Many documentaries address social and political issues and help to motivate real change. Food Inc. has helped changed the way we eat, whereas Last Call at the Oasis has influenced the way we use water. Others like An Inconvenient Truth are even part of required viewing in classrooms around the world.
Last year, The Act of Killing won the PUMA Impact Award. It is an unsettling ‘American movie-style’ re-enactment of the Indonesian genocide of the mid 1960’s, actually acted out by the very men who led the death squads. Instead of being condemned to life in prison, these men are free and respected leaders in Indonesia. The subject is shocking and the ‘acting’ is very raw and revealing – but personally, I found it considerably slow-moving. If it wins the Oscar for Best Documentary this year, it will be for the story – definitely not for the artistry.

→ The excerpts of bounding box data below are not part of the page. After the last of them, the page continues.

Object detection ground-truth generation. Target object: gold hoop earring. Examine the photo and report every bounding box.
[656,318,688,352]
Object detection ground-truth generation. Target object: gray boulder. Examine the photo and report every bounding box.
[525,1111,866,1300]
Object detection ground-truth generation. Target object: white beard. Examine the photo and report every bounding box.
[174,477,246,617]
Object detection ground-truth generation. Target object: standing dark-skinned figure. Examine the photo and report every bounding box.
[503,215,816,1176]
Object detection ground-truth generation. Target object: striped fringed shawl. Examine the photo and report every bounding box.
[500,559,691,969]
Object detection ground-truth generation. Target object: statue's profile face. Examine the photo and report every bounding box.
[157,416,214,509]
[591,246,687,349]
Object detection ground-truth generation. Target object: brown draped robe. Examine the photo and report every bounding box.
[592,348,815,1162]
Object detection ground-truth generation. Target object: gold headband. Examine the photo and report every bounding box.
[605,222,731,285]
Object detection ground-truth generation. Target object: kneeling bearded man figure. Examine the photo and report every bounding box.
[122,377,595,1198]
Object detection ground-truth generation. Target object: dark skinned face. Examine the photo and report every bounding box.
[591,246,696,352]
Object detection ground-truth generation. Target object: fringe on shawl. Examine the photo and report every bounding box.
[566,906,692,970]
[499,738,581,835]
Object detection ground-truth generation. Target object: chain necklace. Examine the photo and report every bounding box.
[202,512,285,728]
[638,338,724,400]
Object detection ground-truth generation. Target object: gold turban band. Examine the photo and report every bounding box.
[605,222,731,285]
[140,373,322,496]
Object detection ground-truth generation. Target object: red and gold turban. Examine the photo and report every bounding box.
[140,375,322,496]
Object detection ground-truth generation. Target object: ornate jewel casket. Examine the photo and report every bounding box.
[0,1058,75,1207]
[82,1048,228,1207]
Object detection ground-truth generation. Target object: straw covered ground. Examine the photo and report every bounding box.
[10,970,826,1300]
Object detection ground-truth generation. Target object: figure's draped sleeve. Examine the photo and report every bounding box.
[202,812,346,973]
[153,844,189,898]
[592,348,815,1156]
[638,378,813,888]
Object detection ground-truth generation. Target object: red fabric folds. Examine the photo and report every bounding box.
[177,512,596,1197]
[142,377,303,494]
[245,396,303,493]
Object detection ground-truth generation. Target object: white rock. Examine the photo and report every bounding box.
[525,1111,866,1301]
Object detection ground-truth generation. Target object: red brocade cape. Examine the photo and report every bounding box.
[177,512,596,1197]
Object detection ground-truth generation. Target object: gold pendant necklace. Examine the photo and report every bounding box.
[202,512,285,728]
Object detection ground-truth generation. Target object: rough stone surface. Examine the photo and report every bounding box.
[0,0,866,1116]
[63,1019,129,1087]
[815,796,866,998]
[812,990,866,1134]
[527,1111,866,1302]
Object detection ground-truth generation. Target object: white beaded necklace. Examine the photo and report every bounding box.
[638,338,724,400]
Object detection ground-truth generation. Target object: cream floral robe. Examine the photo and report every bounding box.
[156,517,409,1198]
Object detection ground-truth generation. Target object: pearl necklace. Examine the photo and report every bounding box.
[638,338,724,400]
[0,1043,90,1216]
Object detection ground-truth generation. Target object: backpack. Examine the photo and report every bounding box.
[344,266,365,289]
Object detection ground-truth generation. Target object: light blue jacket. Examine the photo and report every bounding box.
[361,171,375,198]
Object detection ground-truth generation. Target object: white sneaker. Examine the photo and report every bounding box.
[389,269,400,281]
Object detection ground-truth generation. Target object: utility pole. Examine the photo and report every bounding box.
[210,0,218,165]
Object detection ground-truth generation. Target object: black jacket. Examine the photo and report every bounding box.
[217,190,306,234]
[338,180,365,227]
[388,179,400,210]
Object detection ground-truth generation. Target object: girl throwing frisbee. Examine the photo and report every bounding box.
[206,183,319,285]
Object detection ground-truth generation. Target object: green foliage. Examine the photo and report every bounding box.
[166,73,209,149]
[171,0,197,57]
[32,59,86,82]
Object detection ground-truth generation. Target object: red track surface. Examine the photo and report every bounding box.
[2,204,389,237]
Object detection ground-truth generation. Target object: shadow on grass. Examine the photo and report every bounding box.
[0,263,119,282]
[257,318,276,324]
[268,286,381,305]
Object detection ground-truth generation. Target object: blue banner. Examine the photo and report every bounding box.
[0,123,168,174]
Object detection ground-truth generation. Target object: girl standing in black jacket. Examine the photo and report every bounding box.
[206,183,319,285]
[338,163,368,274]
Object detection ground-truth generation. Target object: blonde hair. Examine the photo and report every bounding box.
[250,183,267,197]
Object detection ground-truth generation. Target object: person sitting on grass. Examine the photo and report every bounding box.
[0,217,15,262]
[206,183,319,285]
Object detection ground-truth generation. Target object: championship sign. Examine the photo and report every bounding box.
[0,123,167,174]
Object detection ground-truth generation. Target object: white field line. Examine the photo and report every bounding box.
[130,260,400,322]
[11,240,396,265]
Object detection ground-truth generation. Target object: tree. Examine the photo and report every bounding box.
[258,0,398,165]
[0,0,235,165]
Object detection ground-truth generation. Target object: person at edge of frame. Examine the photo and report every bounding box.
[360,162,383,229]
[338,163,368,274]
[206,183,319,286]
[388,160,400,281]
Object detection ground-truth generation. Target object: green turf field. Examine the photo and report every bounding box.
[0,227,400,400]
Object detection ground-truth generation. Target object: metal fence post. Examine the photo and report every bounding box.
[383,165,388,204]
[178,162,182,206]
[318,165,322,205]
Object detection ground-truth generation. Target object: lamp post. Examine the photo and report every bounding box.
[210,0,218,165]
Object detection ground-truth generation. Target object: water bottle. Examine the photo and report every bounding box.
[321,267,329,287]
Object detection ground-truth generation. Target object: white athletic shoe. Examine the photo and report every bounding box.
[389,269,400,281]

This year, my personal choice for the PUMA Award would be Gabriela Cowperthwaite’s Blackfish – an animal-rights doc detailing the cruelty of illegally capturing, confining and using orca whales for entertainment. Blackfish focuses on the largest male orca, Tilikum – and the three deaths involving trainers who had worked for years with the killer whale. Cowperthwaite was shocked upon the realization that SeaWorld has been self-governed and unregulated for 40 years. The film is rife with contradictory information released by SeaWorld, while revealing shocking truths about the nature of the deaths and SeaWorld’s dishonesty in dealing with their trainers and staff.
Such docs are hard to watch, but necessary in order to reveal the truth of marine parks, such as the one documented in the film. While such places promote themselves as ‘fun engagement’ with marine mammals, it is actually an unnecessary form of emotional torture for these animals. There is nothing natural about the nature of the ‘entertainment’. While orcas are more than intelligent enough to be taught to let a human ride on their backs or jump up to reach a ball, the tedium of such a daily regimen is as close to their behaviour in the wild as it is natural for pigs to fly. Anyone with any compassion who sees this film is unlikely to ever again regard this as ‘entertainment’. And so that is why it is important for this film to be seen. And of course, it has been – by millions of people, including many celebrities who have spoken out against such cruelty.
After the premiere of Blackfish at the Sundance Film Festival, some entertainers are no longer giving much love and support to places like SeaWorld – and that is hurting the parks – right in their wallets! Willie Nelson and The Barenaked Ladies both rushed to cancel their concerts at SeaWorld after viewing the film. Whether it was due to moral outrage or fear of bad press, it doesn’t really matter – because as we all know, if celebrities blacklist a place, it draws attention to the cause.
It’s not just entertainers that have indicated their disapproval since the release of the doc. There have been numerous online petitions, Facebook and Twitter rants vowing to never visit marine-parks.
This is exactly what I love about docs – they give that extra push and sometimes a much-needed bigger voice to important worldly issues.
However, there is always some unenlightened ignoramus (I won’t name any names *cough cough) blocking the raising of public awareness. The term ‘Black fish’ is a most appropriate metaphor for the misunderstanding and ignorance historically surrounding such a magnificent mammal – which is actually the largest member of the dolphin family, and not a whale at all. Even after all of the attention the film has received in the media, even after all the people who have boycotted SeaWorld, the Sochi Olympics was planning on displaying two of seven orcas, which were captured last year by a Russian company. It was just reported on February 6th that the orcas will not be delivered to Sochi for the games – but the fate of the whales is still uncertain. Reports say that the orcas are being kept in Moscow – either way, these adult killer whales, which have only known the freedom of the wild, will now spend the rest of their lives in a miserable state of captivity.
Did Russia not get the memo: Big wild animals in cages and bathtubs – Not ok! Russia has been very resistant in the face of any form of outside pressure to do the right thing about animal rights – I won’t get into its killing of thousands of stray dogs in Sochi. Blackfish is a hopeful, public-consciousness-raising effort to protect orcas, dolphins and other mammals, and Russia`s actions are a giant step backwards.
Blackfish raises eyebrows and plenty of questions. How has this industry operated without regulations and reproach for 40 years? Why were the deaths of three trainers by the same orca not investigated more thoroughly? The Russians are capturing orcas and getting away with something that is profoundly inhumane. We now have indisputable proof of the profound anxiety suffered by these highly sensitive, intelligent animals when taken from their families and stuck in a tank.
I believe a day will come when people will look back in horror over the way animals were exploited for purposes of our own entertainment – just as we look back in horror over the ownership and abuse of slaves.
For those of us who find such callous behaviour unacceptable, our power will come through boycotting. Without an audience, this industry will no longer be able to continue exploiting their biggest performers.